One of the VLCC was converted into an FPSO (Floating, Production, Storage and Offloading) vessel. This vessel was secured in turret mooring in Atlantic off North West Africa. Normal oil processing was going on.On this incident day, around midnight, vessel’s abandon ship alarm sounded. Every body mustered in the muster station, and it was announced that everything alright, and that it was a false alarm.
This alarm stops all activities through an abandon vessel shut down. All the running machinery to be restored. Emergency generator did not start and the FPSO had the emergency supply from the emergency battery.
Once it was made known that alarm was false, engineers were busy in restoring the equipments. Within a few minutes, there was fire alarm coming from the emergency fire pump room located in forward. The diesel driven pump started automatically as it was kept on ‘auto’ mode and as soon as the power supply went off, it started automatically.Again all people mustered in the muster station and head count was taken.

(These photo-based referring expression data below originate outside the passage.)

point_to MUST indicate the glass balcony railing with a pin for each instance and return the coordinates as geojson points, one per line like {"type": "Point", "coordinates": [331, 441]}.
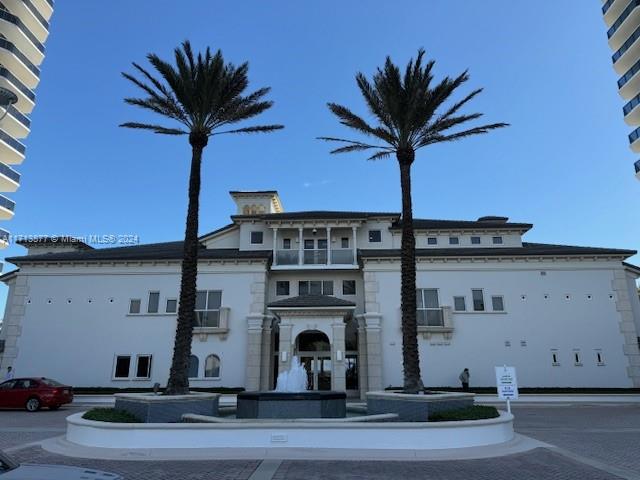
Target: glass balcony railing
{"type": "Point", "coordinates": [626, 45]}
{"type": "Point", "coordinates": [7, 45]}
{"type": "Point", "coordinates": [17, 83]}
{"type": "Point", "coordinates": [623, 16]}
{"type": "Point", "coordinates": [12, 142]}
{"type": "Point", "coordinates": [633, 103]}
{"type": "Point", "coordinates": [22, 118]}
{"type": "Point", "coordinates": [630, 73]}
{"type": "Point", "coordinates": [6, 203]}
{"type": "Point", "coordinates": [9, 172]}
{"type": "Point", "coordinates": [5, 15]}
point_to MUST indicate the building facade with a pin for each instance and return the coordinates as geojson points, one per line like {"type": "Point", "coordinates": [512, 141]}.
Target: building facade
{"type": "Point", "coordinates": [622, 18]}
{"type": "Point", "coordinates": [325, 286]}
{"type": "Point", "coordinates": [24, 27]}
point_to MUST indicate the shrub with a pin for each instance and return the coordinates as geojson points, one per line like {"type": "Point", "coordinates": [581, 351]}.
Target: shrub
{"type": "Point", "coordinates": [475, 412]}
{"type": "Point", "coordinates": [110, 415]}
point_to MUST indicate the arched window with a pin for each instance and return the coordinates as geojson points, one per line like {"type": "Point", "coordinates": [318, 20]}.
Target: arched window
{"type": "Point", "coordinates": [193, 366]}
{"type": "Point", "coordinates": [212, 366]}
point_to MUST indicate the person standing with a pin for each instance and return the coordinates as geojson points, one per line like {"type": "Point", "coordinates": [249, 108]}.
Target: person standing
{"type": "Point", "coordinates": [464, 379]}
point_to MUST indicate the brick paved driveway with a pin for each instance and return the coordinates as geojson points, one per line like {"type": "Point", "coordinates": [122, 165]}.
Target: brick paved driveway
{"type": "Point", "coordinates": [594, 442]}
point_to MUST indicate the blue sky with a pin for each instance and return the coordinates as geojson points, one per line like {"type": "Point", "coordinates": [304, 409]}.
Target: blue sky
{"type": "Point", "coordinates": [564, 164]}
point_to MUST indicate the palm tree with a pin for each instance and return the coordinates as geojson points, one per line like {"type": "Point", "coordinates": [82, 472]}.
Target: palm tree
{"type": "Point", "coordinates": [409, 114]}
{"type": "Point", "coordinates": [201, 94]}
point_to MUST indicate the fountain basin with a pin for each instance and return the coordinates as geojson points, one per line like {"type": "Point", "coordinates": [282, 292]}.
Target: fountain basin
{"type": "Point", "coordinates": [310, 404]}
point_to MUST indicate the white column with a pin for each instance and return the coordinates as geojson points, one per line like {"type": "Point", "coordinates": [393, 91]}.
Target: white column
{"type": "Point", "coordinates": [275, 245]}
{"type": "Point", "coordinates": [354, 245]}
{"type": "Point", "coordinates": [300, 245]}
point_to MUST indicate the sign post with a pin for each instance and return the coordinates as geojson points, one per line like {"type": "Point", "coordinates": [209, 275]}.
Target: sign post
{"type": "Point", "coordinates": [507, 384]}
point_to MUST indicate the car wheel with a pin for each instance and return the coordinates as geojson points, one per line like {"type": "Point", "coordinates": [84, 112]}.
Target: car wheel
{"type": "Point", "coordinates": [33, 405]}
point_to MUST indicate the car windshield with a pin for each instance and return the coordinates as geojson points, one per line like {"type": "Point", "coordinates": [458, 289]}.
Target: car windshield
{"type": "Point", "coordinates": [50, 383]}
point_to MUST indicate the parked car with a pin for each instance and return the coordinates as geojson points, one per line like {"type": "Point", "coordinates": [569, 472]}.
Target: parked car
{"type": "Point", "coordinates": [12, 470]}
{"type": "Point", "coordinates": [34, 393]}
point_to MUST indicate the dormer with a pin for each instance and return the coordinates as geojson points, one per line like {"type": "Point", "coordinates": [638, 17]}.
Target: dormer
{"type": "Point", "coordinates": [257, 202]}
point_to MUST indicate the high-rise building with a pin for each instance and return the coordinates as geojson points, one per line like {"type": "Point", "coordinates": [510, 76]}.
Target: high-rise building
{"type": "Point", "coordinates": [623, 22]}
{"type": "Point", "coordinates": [24, 27]}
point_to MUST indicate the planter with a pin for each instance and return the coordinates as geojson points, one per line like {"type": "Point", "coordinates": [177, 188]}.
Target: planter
{"type": "Point", "coordinates": [416, 408]}
{"type": "Point", "coordinates": [152, 408]}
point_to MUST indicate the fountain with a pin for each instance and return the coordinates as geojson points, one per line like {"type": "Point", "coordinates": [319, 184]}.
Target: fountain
{"type": "Point", "coordinates": [291, 399]}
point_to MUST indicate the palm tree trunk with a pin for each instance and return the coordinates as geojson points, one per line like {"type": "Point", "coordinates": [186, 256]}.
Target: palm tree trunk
{"type": "Point", "coordinates": [410, 355]}
{"type": "Point", "coordinates": [178, 383]}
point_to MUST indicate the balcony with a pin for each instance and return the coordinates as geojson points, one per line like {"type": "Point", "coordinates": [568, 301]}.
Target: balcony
{"type": "Point", "coordinates": [11, 150]}
{"type": "Point", "coordinates": [13, 59]}
{"type": "Point", "coordinates": [634, 140]}
{"type": "Point", "coordinates": [26, 97]}
{"type": "Point", "coordinates": [31, 16]}
{"type": "Point", "coordinates": [624, 25]}
{"type": "Point", "coordinates": [7, 208]}
{"type": "Point", "coordinates": [9, 179]}
{"type": "Point", "coordinates": [627, 54]}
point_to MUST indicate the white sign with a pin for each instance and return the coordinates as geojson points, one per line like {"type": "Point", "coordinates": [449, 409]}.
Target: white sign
{"type": "Point", "coordinates": [507, 383]}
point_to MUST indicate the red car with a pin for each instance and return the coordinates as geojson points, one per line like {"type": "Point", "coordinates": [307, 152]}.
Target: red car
{"type": "Point", "coordinates": [34, 393]}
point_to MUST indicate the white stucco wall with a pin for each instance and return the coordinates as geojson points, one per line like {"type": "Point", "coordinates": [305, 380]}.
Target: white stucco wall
{"type": "Point", "coordinates": [478, 340]}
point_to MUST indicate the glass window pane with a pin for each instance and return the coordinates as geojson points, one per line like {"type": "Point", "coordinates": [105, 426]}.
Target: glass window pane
{"type": "Point", "coordinates": [201, 300]}
{"type": "Point", "coordinates": [212, 367]}
{"type": "Point", "coordinates": [497, 303]}
{"type": "Point", "coordinates": [154, 300]}
{"type": "Point", "coordinates": [215, 300]}
{"type": "Point", "coordinates": [431, 298]}
{"type": "Point", "coordinates": [134, 305]}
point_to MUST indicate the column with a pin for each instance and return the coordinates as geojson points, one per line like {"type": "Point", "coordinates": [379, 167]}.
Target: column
{"type": "Point", "coordinates": [267, 355]}
{"type": "Point", "coordinates": [286, 345]}
{"type": "Point", "coordinates": [300, 245]}
{"type": "Point", "coordinates": [338, 369]}
{"type": "Point", "coordinates": [275, 245]}
{"type": "Point", "coordinates": [254, 351]}
{"type": "Point", "coordinates": [354, 246]}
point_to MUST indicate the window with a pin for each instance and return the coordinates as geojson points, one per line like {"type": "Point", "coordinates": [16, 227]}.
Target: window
{"type": "Point", "coordinates": [282, 287]}
{"type": "Point", "coordinates": [315, 287]}
{"type": "Point", "coordinates": [134, 305]}
{"type": "Point", "coordinates": [172, 305]}
{"type": "Point", "coordinates": [348, 287]}
{"type": "Point", "coordinates": [143, 366]}
{"type": "Point", "coordinates": [375, 236]}
{"type": "Point", "coordinates": [212, 367]}
{"type": "Point", "coordinates": [154, 300]}
{"type": "Point", "coordinates": [256, 238]}
{"type": "Point", "coordinates": [123, 363]}
{"type": "Point", "coordinates": [478, 300]}
{"type": "Point", "coordinates": [497, 303]}
{"type": "Point", "coordinates": [193, 366]}
{"type": "Point", "coordinates": [459, 304]}
{"type": "Point", "coordinates": [208, 308]}
{"type": "Point", "coordinates": [429, 311]}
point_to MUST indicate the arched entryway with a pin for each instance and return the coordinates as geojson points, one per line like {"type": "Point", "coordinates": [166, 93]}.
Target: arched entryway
{"type": "Point", "coordinates": [314, 350]}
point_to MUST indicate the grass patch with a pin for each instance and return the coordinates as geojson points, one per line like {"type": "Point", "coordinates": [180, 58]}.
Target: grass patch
{"type": "Point", "coordinates": [475, 412]}
{"type": "Point", "coordinates": [110, 415]}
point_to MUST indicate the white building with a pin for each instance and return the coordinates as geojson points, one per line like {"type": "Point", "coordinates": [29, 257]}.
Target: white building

The reinstating operations were suspended. One of the fire teams was ordered to proceed to forward to assess the condition. They found the entire compartment, full of steam. 2/E stopped the fire pump engine by closing the remote shut off for fuel.Since no valves were opened in the fire main, the impeller started churning, and hence the pump became overheated and the trapped water became steam.
Due to the temperature rise, the pressure increased, and in the line one of joints burst and the compartment got filled up with steam. There was no relief valve fitted onto the fire main.It was totally forgotten that the fire pump in the forward would start when the power supply fails.
The fire main had a relief valve earlier, and while converting, this was removed and was overlooked to fit it back.The AVSD unit was replaced with new one and also a new relief valve was fitted onto the fire main to lift in such cases of exigencies.